Watanabe's (1985) "Ugly Duckling Theorem" captures the same insight. He describes how, considered only logically, there is no basis for saying that the "ugly duckling" -- the odd swanlet among the several ducklings in the Hans Christian Anderson fable -- can be said to be any less similar to any of the ducklings than the ducklings are to one another. The only reason it looks as if the ducklings are more similar to one another than to the swanlet is that our visual system "weights" certain features more heavily than others -- in other words, it is selective, it abstracts certain features as privileged. For if all features are given equal weight and there are, say, two ducklings and a swanlet, in the spatial position D1, S, D2, then although D1 and D2 do share the feature that they are both yellow, and S is not, it is equally true that D1 and S share the feature that they are both to the left of D2 spatially, a feature they do not share with D2. Watanabe pointed out that if we made a list of all the (physical and logical) features of D1, D2, and S, and we did not preferentially weight any of the features relative to the others, then S would share exactly as many features with D1 as D1 shared with D2 (and as D2 shared with S). This is an exact analogue of Borges's and Luria's memory effect, for the feature list is in fact infinite (it includes either/or features too, as well as negative ones, such as "not bigger than a breadbox," not double, not triple, etc.), so unless some features are arbitrarily selected and given extra weight, everything is equally (and infinitely) similar to everything else.
But of course our sensorimotor systems do not give equal weight to all features; they do not even detect all features. And among the features they do detect, some (such as shape and color) are more salient than others (such as spatial position and number of feathers). And not only are detected features finite and differentially weighted, but our memory for them is even more finite: We can see, while they are present, far more features than we can remember afterward.
The best illustration of this is the difference between relative and absolute discrimination that was pointed out by George Miller in his famous 1956 paper on our brains' information-processing limits: "The Magical Number 7+/-2". If you show someone an unfamiliar, random shape, and immediately afterward show either the same shape again or a slightly different shape, they will be able to tell you whether the two successive shapes were the same or different. That is a relative discrimination, based on a simultaneous or rapid successive pairwise comparison. But if instead one shows only one of the two shapes, in isolation, and asks which of the two it is, and if the difference between them is small enough, then the viewer will be unable to say which one it is. How small does the difference have to be? The "just-noticeable-difference" or JND is the smallest difference that we can detect in pairwise relative comparisons. But to identify a shape in isolation is to make an absolute discrimination (i.e., a categorization), and Miller showed that the limits on absolute discrimination were far narrower than those on relative discrimination.
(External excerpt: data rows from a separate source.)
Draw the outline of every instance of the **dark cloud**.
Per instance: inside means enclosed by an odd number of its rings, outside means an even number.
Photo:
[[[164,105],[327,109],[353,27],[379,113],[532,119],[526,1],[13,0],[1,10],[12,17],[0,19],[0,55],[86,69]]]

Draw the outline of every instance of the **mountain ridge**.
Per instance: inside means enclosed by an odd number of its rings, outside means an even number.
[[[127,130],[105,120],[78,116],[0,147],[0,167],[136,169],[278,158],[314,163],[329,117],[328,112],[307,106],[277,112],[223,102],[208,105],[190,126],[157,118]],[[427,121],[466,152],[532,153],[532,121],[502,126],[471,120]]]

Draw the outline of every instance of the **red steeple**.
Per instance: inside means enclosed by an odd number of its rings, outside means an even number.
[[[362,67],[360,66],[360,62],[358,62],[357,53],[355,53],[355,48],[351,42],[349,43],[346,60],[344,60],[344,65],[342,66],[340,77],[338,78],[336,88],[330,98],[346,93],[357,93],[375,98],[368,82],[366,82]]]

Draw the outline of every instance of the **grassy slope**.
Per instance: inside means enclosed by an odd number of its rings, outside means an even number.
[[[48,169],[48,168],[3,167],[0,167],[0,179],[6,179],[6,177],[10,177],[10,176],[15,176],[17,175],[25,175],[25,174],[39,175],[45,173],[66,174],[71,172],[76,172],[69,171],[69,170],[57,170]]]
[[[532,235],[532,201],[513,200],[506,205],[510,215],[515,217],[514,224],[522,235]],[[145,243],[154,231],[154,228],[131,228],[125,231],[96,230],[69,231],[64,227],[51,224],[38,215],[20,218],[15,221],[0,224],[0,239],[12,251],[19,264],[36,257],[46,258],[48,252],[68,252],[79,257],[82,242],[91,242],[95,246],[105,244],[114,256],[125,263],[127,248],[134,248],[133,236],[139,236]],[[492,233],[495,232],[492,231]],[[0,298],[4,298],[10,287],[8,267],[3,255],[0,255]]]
Let us call relative discrimination "discrimination" and absolute discrimination "categorization." Differences have to be far greater for identifying what kind or individual something is than for telling it apart it from something else that is simultaneously present or viewed in rapid succession. Miller pointed out that if the differences are along only one sensory dimension, such as size, then the number of JNDs we can discriminate is very large, and the size of the JND is very small, and depends on the dimension in question. In contrast, the number of values along the dimension for which we can categorize the object in isolation is approximately seven. If we try to subdivide any dimension more finely than that, categroization errors grow.
This limit on categroization capacity has its counterpart in memory too: If we are given a string of digits to remember we -- unlike Luria's S, who can remember a very large number of them -- can recall only about 7. If the string is longer, errors and interference grow.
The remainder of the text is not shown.